Das sind doch gerade mal zehn Minuten mit dem Rad – von Tür zu Tür. Ohne jegliche Motor-Unterstützung. Wie lange benötige ich für drei Kilometer mit dem Pkw – von Tür zu Tür? Und wie hoch ist inzwischen der Pendelec-Anteil unter den Radfahrenden (Pendlern)? Wo liegt bei denen die Schmerzgrenze für die “maximale Reichweite für Radverkehre”? Drei Kilometer? Die sind ja selbst für einen unmotorisierten Kurzstreckenpendler wie mich ein Witz!
Vielleicht bekämen ja noch mehr Menschen Gefallen daran, per Fuß, Bus und Rad zur Arbeit und Schule zu pendeln, wenn die Verkehrsplanung es ihnen sicher, komfortabel und schnell ermöglichen würde? Und wenn ihnen gleichzeitig das Kurzstreckenfahren mit dem Pkw weniger attraktiv gestaltet würde – bspw. durch angemessene Parkgebühren, ein in die Zukunft gerichtetes Parkraumkonzept etc.? Push&Pull!

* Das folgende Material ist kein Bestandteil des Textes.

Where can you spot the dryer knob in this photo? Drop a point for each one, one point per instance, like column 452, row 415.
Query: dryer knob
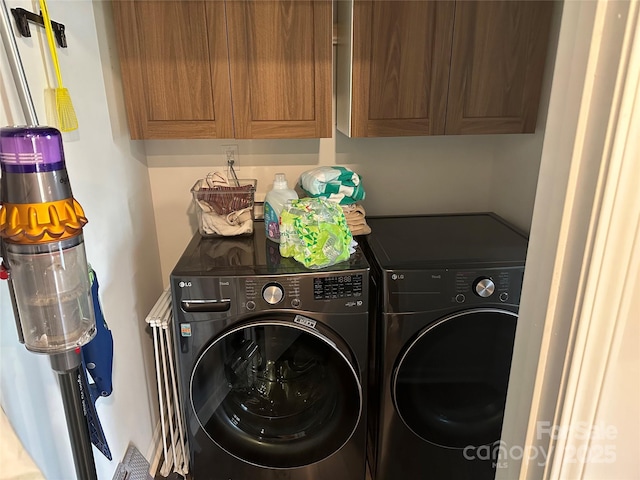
column 484, row 287
column 272, row 293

Batterie & Brennstoffzelle:
Die schöne neue Autowelt!
Unabhängig von der Frage, ob Düren das selbst gesetzte Ziel erreicht und entgegen dem Bundestrend jährlich weniger Kfz auf die Straßen bringt, könnte man auch mal die Frage nach der Fragwürdigkeit der E- und Wasserstoff-Auto-Förderung stellen.
Wenn es um Radverkehr geht, wird ja gerne argumentiert: “Da fahren ja eh so wenige, wieso sollte man die auch noch fördern?” Siehe bspw. AfDP-Argumentation bzgl. der Radfahrer-Paradiese “Am Großen Tal” und GRS Veldener Straße. Könnte man ja auch mal bei E-Autos, die genau so viel innerstädtischen Platz fressen wie Verbrenner und genau dieselben Unfälle erzeugen, machen. Beispielsweise bzgl. kostenlosem Parken:
Im Kreis Düren sind gerade mal 3,3% Pkw mit “alternativen Antrieben” angemeldet. Die überwiegende Mehrzahl davon sind auch noch Halb-Verbrenner, also Hybridfahrzeuge. Und diese sind mit großer Wahrscheinlichkeit in Besitz von Menschen, die sich diese nicht ganz günstige Fahrzeugklasse offensichtlich leisten können (oder zumindest wollen). Vermutlich gerne auch noch als Zweit-Auto… Wen genau fördert die Stadt da eigentlich mit dem sozial-ökologischen Freiparkversprechen für “E-Autos”?
Kreis Düren:
Einwohner: 263.722
Zugelassene Pkw: 162.299 (194.904 Motorisierte gesamt)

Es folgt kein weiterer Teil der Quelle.